If you just go ahead and try to implement a "function evaluator", complexity and ugliness unavoidably emerge in ways that, to my eyes, look suspicious - not unlike epicycles. Despite decades of efforts, there isn't a single implementation of beta-reduction that feels canonical. From closures, to sharing graphs, to supercombinators or to bottom-up beta-reduction; it is hard to look at any of these and not feel like they're artificial, or, at the very least, human-engineered to an extent. What does that hint?
There is an exception, though. In 1990, Lamping described an algorithm capable of evaluating λ-terms optimally, in the sense that it would always perform the minimal amount of beta-reductions. This algorithm was not just fast - it was elegant, beautiful and natural in a way that, to my eyes, felt canonical. Yet, it had one problem: in its most natural form, it didn't cover all λ-terms. Fortunately, Lamping himself found a solution; an extension to the "abstract" fragment of his algorithm, that allowed for full functional coverage. Yet, such extension made the system considerably more complex and, arguably, less elegant. What does that hint?

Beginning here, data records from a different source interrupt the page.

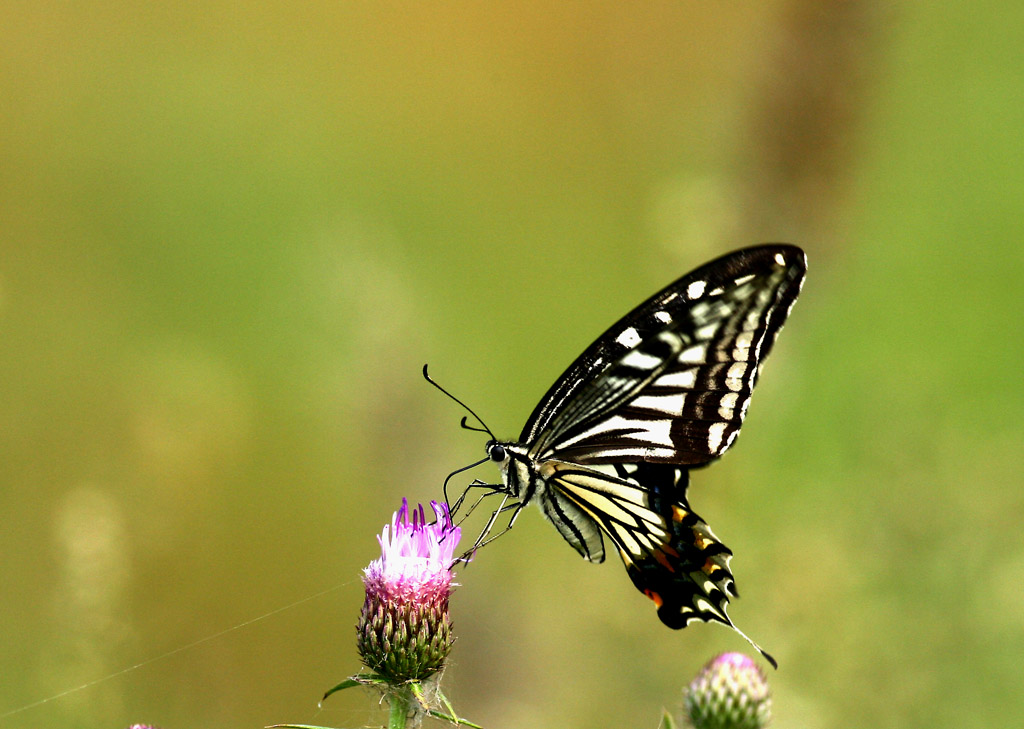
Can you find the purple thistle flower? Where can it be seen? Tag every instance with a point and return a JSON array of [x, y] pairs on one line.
[[404, 632], [730, 692]]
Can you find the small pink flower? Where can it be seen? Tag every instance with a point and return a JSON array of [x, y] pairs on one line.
[[730, 692], [404, 631]]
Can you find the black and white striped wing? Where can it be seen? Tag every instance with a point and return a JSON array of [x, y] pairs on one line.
[[671, 381]]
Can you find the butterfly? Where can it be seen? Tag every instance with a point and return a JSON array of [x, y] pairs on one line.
[[607, 451]]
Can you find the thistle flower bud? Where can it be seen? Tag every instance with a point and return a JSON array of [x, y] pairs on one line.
[[404, 631], [730, 692]]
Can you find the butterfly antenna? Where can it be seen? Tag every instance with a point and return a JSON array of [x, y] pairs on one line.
[[486, 430]]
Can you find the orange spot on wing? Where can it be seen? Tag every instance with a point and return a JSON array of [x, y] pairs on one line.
[[663, 559]]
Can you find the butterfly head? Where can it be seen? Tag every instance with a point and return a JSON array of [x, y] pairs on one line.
[[497, 452]]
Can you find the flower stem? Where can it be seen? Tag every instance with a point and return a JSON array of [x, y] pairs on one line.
[[399, 709]]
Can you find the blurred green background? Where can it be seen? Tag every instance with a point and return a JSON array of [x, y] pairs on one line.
[[230, 234]]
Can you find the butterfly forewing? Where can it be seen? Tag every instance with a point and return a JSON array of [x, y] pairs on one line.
[[672, 381]]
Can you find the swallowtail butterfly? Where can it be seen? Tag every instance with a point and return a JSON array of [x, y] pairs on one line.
[[608, 448]]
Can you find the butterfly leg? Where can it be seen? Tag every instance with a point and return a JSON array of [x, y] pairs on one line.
[[483, 539], [475, 483]]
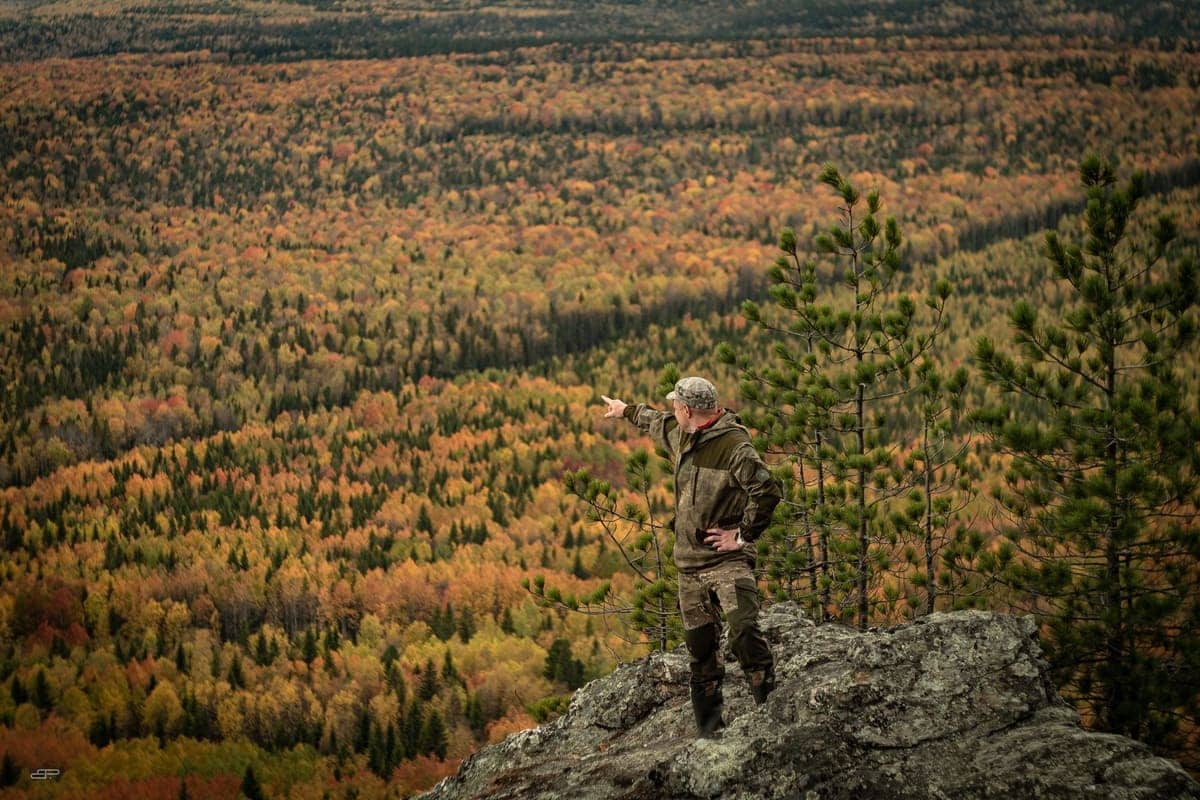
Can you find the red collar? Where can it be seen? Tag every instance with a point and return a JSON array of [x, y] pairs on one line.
[[709, 423]]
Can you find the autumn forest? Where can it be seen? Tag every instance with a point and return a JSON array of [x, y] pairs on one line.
[[306, 310]]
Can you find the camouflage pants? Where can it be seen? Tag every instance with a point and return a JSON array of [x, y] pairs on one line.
[[729, 587]]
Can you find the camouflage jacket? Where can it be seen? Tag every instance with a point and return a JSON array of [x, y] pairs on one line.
[[720, 481]]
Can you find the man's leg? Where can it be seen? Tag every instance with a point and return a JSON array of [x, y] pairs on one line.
[[738, 594], [702, 637]]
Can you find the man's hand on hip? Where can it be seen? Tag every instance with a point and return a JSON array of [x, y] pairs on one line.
[[616, 408], [724, 540]]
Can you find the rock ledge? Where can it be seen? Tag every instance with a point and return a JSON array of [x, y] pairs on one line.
[[954, 705]]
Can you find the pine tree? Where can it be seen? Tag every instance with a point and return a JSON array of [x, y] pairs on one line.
[[845, 343], [562, 666], [433, 735], [646, 543], [1102, 491], [250, 786]]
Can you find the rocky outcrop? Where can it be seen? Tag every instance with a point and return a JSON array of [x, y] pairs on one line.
[[953, 705]]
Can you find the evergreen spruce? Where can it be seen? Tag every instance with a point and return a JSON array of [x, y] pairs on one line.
[[1099, 427], [845, 346]]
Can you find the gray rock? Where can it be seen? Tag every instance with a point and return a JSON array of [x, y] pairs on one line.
[[953, 705]]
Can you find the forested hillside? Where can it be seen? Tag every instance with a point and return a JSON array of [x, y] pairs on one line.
[[305, 312]]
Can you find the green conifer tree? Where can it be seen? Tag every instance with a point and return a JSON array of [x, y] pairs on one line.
[[1101, 425], [845, 344]]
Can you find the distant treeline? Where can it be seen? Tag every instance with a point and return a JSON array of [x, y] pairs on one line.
[[341, 30]]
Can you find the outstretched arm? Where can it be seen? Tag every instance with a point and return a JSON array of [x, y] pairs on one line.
[[616, 408], [657, 423]]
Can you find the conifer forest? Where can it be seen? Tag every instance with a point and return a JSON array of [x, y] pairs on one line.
[[306, 308]]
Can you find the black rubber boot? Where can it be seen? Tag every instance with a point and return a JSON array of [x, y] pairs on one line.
[[708, 702], [762, 683]]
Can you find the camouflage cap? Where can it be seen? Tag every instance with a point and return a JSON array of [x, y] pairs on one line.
[[695, 392]]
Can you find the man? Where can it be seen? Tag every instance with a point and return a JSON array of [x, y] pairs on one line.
[[724, 500]]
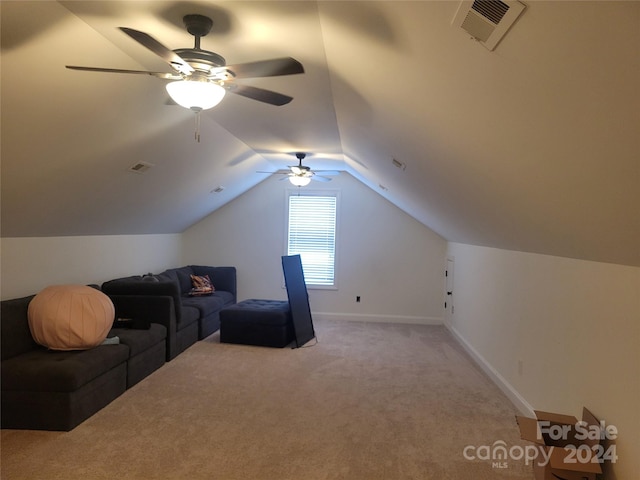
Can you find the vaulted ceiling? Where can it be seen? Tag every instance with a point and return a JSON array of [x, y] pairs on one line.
[[534, 146]]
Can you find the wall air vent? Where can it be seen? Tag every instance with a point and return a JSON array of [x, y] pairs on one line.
[[140, 167], [488, 20]]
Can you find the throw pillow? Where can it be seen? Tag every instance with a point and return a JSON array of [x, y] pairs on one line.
[[201, 285]]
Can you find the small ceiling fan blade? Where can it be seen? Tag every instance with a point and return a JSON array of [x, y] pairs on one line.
[[167, 76], [320, 178], [169, 56], [267, 68], [261, 95]]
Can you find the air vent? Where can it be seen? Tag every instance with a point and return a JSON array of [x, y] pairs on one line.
[[140, 167], [488, 20], [398, 164]]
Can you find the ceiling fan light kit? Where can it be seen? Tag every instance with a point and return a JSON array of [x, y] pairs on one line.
[[299, 181], [301, 175], [196, 95]]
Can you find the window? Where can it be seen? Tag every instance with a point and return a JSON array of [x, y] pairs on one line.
[[312, 234]]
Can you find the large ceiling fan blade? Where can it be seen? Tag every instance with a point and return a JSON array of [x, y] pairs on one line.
[[169, 56], [167, 76], [262, 95], [267, 68]]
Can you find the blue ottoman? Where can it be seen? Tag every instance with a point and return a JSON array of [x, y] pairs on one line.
[[266, 323]]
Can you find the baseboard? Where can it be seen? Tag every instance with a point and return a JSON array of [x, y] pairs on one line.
[[518, 401], [370, 317]]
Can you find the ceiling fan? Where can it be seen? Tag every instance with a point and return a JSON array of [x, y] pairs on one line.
[[300, 175], [201, 78]]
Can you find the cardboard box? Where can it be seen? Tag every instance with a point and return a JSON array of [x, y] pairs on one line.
[[566, 450]]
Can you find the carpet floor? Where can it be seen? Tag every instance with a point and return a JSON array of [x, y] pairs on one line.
[[369, 401]]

Now, one could argue that implementation doesn't matter, and isn't an indicative of truth. Perhaps functions are just hard to compute fast, but, so what? They still are, mathematically, the right framework to model nature - right? That's a point of view that I think most mathematicians would hold. Yet, if that was the case, then, how came functions keep breaking math itself, over and over?

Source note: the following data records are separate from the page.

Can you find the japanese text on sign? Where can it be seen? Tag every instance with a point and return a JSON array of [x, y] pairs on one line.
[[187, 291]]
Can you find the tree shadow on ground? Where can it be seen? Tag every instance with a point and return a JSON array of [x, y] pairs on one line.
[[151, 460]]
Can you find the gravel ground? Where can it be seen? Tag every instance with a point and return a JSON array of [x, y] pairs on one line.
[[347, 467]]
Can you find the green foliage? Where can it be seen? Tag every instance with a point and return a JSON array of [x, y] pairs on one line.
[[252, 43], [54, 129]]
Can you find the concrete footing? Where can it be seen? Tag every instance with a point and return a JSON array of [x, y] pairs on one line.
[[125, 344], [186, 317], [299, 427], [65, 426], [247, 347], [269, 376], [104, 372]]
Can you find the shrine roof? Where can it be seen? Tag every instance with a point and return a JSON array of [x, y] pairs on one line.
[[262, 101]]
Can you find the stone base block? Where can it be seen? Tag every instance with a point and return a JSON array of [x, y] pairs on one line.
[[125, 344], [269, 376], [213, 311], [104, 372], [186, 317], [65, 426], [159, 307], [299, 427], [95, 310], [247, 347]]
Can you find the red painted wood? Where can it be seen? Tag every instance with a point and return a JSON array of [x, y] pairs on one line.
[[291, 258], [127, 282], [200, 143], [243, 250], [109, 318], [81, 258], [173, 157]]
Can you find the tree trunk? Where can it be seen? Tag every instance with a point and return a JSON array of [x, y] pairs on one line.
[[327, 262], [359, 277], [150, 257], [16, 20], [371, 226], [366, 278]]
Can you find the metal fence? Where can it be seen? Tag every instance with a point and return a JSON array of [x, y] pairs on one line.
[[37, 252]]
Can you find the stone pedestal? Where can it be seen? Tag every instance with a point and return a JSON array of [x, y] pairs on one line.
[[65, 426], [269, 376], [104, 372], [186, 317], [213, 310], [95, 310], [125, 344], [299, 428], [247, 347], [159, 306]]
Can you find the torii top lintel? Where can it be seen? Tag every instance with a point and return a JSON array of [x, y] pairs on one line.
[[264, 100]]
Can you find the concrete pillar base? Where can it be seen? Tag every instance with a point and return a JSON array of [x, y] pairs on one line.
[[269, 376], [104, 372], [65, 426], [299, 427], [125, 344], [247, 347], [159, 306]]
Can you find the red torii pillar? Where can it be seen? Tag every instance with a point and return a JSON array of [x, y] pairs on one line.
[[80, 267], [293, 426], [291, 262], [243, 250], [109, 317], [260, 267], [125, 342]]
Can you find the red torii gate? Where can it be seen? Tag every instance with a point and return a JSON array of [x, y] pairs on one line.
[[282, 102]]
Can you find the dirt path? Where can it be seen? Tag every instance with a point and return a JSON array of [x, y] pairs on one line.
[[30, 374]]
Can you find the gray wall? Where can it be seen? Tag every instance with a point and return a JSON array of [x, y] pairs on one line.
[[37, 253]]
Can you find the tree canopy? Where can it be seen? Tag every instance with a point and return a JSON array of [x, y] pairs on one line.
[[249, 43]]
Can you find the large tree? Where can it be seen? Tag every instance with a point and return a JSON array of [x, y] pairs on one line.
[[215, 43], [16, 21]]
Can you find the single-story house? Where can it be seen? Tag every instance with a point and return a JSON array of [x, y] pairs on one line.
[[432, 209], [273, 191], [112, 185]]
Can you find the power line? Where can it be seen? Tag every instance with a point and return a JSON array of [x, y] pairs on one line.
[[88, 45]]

In 1901, Russel discovered his infamous paradox, which broke the original set theory, showing that unrestricted comprehension was inconsistent. In 1931, Gödel's incompleteness theorems showed that any consistent formal system containing arithmetic is incomplete. In the 1930s, Church, Kleene and Rosser discovered the untyped lambda calculus was inconsistent. In the 1940s, Curry discovered a paradox in combinatory logic. In the 1970s, Girard discovered that the polymorphic lambda calculus, also known as System F, was inconsistent with unrestricted comprehension, leading to the development of predicative type theories.

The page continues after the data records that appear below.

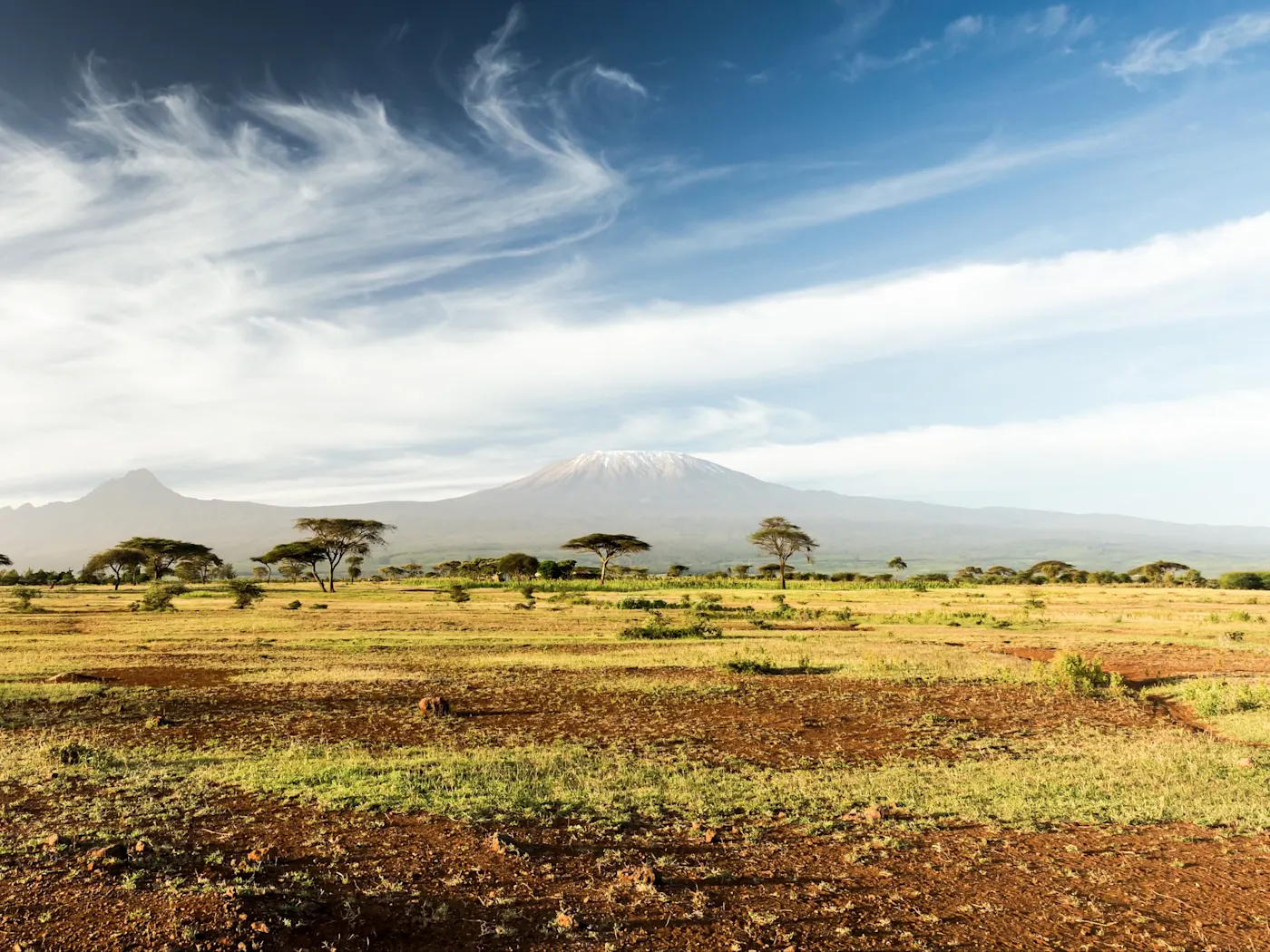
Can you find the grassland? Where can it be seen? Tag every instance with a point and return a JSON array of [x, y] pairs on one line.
[[845, 768]]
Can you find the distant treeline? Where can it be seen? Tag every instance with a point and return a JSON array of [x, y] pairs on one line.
[[334, 543]]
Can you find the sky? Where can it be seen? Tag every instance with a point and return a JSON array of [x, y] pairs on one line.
[[311, 251]]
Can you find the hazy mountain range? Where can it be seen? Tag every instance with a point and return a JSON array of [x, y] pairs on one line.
[[691, 510]]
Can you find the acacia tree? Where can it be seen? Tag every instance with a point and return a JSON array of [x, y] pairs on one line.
[[518, 565], [304, 552], [355, 568], [605, 546], [1156, 571], [267, 568], [197, 568], [117, 560], [161, 554], [781, 539], [1050, 568], [342, 537]]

In fact, up to this date, modern proof assistants such as Lean and Coq now include a concept of "universes" - an annoying restriction that segments the language in many different layers, breaking modularity and making it terrible to work with in many occasions. I don't think anyone would argue they feel natural or welcome - rather, they're an ugly inconvenience we've learned to live with, as they're a solution to Russel's paradox. Even that isn't enough - positivity check, structural recursion. Many other "inconvenient restrictions" must be carefully placed to avoid breaking the universe and deriving an inconsistent type theory.
But what does that all hint?
Well, here's the thing - the amazing coincidence nobody talks about. All - absolutely all - the inconsistency proofs we found so far, when translated to type theory, map to a λ-term that lies, in an amazingly cosmical coincidence, in the set functions that can't be evaluated soundly by Lamping's abstract algorithm. To me, this feels surprisingly close to a civilization finally figuring out a way to model the solar system based on elegant elliptical orbits, but failing to get the hint that this implies the sun is at its center. So, they keep trying to make the geocentric model work by adding more and more complex epicycles, instead of considering that perhaps their fundamental assumption - that the Earth is the center of the universe - might be incorrect.
By all means, I could be wrong. Exploring this point of view did lead to HVM and Bend, but these still have a long, long way to go before they're stablished and respected as valuable alternatives to existing languages and architectures. From the mathematical standpoint, abandoning the full function in favor of lighter, affine variants (or, if you're brave, raw interaction combinators) would allow one to construct a consistent type theory with axioms that feel morally wrong, such as type-in-type, insanely dependent functions, and the most elegant proof of function extensionality that I've ever came across - although, at that point, I concede "function" might be a huge misnomer. Regardless, I do wonder if important discoveries would be unlocked once we look at this place, and I personally bet interaction combinators will be heavily important in the future, once we exhaust all ideas we have to making circular epicycles. But that's just my unorthodox point of view.